"Let Facts be submitted to a candid world..."
As John Adams said a few years earlier, "Facts are stubborn things..."
Some cretin in the neighborhood here hadn’t dispensed with the veritable war zone that is created in our hometown on the 4th of July, and last night was not as peaceful as I’d hoped. More explosions and cracks as the light died out on an unusually warm night here in the PNW. I’m cranky enough that I’ve come full circle, to a degree I suppose. Fact is, I never loved fireworks and I’ve always been unnerved by the noise. The lights are nice on the big professional ones, but the noise—and at this point in my life, a man surrounded by dogs much of the time, I could just do without them.
No, I don’t want to ban them, nor call for an end to a sacred tradition. Ugh—there goes another one, though so far, Seamus the beagle has not been too moved by the sounds. The 4th of July is a sacred thing, and to paraphrase Charles Dickens, my unhallowed hands shall not disturb it.
Speaking of not disturbing sacred things, let’s get back to the most important business of our time—the First Amendment. I start with the “s” word again here. The First Amendment is sacred, and simply so. Thankfully, we have fresh proof of this and a district court judge in Louisiana made a key ruling in a case called Missouri vs. Biden. No matter your opinion on the matter, it is a landmark case that is still winding through the court. During the discovery phase, you may have read, that extensive evidence was uncovered showing the U.S. government, with encouragement of the last two Presidential administrations, coerced social media companies into violating a number of people’s First Amendment rights. That is the fact—and it is incontrovertible. You may agree with the government’s view that it should do so because covid. And you have a right to believe that—but please understand that it is a violation of U.S. Constitutional law. It is illegal and it makes a president who does it unfit for office. In this case, the lawsuit is against the current White House occupant and the judicial ruling reaches far and wide into the administration’s ability to communicate directly with social media companies.
Addendum: The New York Times covered the court case with incredulity that a sitting judge would accept with “little skepticism” claims that the vaccine did not prevent covid transmission. I was so befuddled, I wrote the co-author of the piece, reporter Michael Shear, who has a very fine reputation as a reporter. But apparently, I’m not the only one to call this out. Here is the fact—whether you agree or not is immaterial, because it is true: the covid vaccines do not now, and never did prevent transmission of the virus, making the vaccine mandates suspicious at very best. Does the Times have a right to print nonsense? Absolutely—but since its entire reputation rests on being “the paper of record,” one would think that printing facts and truth would be one of its paramount values. Apparently not.
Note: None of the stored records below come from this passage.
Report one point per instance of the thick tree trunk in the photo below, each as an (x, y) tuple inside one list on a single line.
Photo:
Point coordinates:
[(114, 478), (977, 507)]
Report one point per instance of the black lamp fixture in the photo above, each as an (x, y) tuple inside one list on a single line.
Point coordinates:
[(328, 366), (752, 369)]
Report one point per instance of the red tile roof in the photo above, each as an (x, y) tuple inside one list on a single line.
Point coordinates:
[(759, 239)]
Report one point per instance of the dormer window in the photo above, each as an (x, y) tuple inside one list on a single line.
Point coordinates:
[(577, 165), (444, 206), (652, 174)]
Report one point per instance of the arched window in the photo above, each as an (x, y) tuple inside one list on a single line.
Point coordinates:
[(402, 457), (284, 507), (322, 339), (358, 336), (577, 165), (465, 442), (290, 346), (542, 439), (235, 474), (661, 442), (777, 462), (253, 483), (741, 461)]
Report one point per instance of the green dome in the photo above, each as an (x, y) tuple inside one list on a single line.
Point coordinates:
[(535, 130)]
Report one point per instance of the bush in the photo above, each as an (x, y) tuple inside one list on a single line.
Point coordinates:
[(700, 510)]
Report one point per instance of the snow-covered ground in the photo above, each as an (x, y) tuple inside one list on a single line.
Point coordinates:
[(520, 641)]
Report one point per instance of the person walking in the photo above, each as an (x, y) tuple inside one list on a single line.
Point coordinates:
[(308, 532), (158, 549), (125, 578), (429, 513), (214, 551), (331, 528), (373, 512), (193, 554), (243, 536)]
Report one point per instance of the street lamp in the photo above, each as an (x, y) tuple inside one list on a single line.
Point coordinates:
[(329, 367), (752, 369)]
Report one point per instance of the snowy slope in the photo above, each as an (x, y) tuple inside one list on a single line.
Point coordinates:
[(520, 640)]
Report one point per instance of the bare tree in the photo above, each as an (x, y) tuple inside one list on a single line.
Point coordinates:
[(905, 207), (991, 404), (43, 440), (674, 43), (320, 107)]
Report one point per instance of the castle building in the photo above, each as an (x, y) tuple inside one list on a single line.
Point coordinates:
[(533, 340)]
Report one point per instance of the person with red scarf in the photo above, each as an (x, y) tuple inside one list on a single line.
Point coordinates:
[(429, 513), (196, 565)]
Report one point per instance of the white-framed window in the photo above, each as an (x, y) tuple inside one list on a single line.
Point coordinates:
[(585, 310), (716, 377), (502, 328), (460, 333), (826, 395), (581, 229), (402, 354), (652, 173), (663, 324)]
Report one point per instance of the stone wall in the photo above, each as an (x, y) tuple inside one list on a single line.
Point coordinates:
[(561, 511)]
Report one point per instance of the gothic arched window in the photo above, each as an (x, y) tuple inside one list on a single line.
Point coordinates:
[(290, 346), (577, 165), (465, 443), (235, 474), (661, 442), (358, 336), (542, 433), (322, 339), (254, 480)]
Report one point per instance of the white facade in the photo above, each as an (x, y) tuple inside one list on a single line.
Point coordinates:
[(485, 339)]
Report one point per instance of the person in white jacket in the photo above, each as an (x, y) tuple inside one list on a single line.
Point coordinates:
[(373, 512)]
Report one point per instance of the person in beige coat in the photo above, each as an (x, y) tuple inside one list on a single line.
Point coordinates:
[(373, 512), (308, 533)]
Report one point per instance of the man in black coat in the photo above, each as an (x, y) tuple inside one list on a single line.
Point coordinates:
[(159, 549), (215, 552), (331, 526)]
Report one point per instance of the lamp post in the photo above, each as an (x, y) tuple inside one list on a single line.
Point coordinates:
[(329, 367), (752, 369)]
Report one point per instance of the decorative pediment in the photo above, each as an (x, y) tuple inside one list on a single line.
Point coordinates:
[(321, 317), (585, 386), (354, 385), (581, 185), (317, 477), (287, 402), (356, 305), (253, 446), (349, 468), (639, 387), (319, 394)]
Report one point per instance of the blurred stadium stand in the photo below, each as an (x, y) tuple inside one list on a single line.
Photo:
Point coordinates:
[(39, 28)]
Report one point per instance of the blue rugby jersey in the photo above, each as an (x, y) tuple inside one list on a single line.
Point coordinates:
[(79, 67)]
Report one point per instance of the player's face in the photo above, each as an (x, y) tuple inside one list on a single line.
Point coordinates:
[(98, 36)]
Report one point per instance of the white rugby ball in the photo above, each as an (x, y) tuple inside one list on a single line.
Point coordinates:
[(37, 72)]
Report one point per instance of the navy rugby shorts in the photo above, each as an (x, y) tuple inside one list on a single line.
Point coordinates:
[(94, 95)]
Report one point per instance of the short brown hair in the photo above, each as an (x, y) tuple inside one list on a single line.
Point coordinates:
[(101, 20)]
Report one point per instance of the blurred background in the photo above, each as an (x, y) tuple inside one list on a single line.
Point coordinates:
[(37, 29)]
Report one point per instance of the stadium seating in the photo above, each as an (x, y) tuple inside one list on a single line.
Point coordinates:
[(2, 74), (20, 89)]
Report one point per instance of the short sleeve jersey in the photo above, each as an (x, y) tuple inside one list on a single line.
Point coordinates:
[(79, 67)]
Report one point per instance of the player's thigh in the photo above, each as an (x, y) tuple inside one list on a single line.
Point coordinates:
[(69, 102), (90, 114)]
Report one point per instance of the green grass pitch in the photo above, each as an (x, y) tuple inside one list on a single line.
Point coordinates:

I struggle at times to fill content beyond what is written above. I’m no political writer, and I don’t pretend to be. It is more than self-evident that the government has no right to control the speech of American citizens, no matter what is said. As I’ve said, I’m not really interested in trying to change anyone’s political views, but limiting First Amendment rights, or “cancelling” them altogether, while certainly a political act on the part of the people committing the crime, has a direct impact on every single one of us and it is the beginning of the end of individual liberty.
In a previous post, I mentioned this and cited a number of historical perspectives about the dangers of limiting speech. The only answer to speech you don’t agree with is more speech. Now that we have a ruling from a judge on the case, it appears headway is being made back to this basic American freedom, we will see. As the author wrote in the article linked above, the government has appealed the decision because covid (and other dangers from which you and I should not have the right to protect ourselves according to “they that know better…”). But they will most likely fail in that pursuit in my view, no matter what judge hears the appeal. Free speech means more speech, not less. More debate, not less and just because debate has become vitriolic, mean and nasty, it does not follow there should be less of it. What’s needed is more education on what civil discourse looks like. All ideas are open to debate, whether one agrees with them or not.
In his testimony before Congress about covid, Dr. Martin Makary, professor of medicine at the Johns Hopkins Hospital in Baltimore, Maryland, said that the greatest perpetrator of misinformation during the pandemic—was the U.S. government, and he brought the receipts. If the government is deciding what can be said, and what cannot—and then using its power to assert only its own beliefs, ideas and policies, then we no longer have a First Amendment. One judge, at least, has called that issue to account. Let’s hope more follow suit.
It is time to talk—a lot, and about everything. No stone unturned, no debate too “risky.” It’s all on the table—and it all should be.